'Paradise Now' Director Gets 'Sympathy for Mr. Vengeance' Remake
After making a festival run at Cannes, Telluride, Toronto and more, director Hany Abu-Assad made some impressive indie waves with his Golden Globe-winning film Paradise Now, about two childhood friends who are recruited for a suicide bombing in Tel Aviv. Now The Wrap has learned that the filmmaker is stepping up to the plate with the remake of Sympathy for Mr. Vengeance, the English-language adaptation of Park Chan-Wook's South Korean film of the same name. The original story follows a deaf-mute man whose attempt to pay for his sister’s kidney transplant spawns a series of violent and deadly encounters. Read on!

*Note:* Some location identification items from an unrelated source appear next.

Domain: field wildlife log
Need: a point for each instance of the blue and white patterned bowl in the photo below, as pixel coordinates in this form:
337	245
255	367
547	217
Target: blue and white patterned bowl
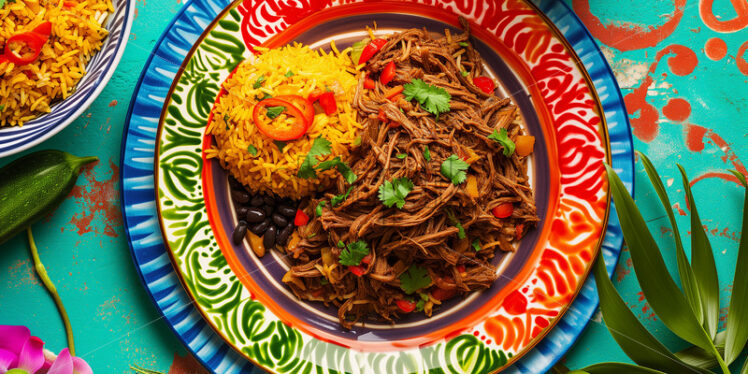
101	67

The film comes from Broken City writer Brian Tucker, and with Abu-Assad on board, some on-screen talent still needs to be rounded up. Transformers and G.I. Joe franchise director Lorenzo di Bonaventura are producing the film which will stand independent of the remakes of the other two films in Chan-Wook's Vengeance Trilogy, which are Oldboy from director Spike Lee coming later this year, and Sympathy for Lady Vengeance which has William Monahan scripting for star and producer Charlize Theron. We're certainly excited to see what Abu-Assad can do with this material. How about you?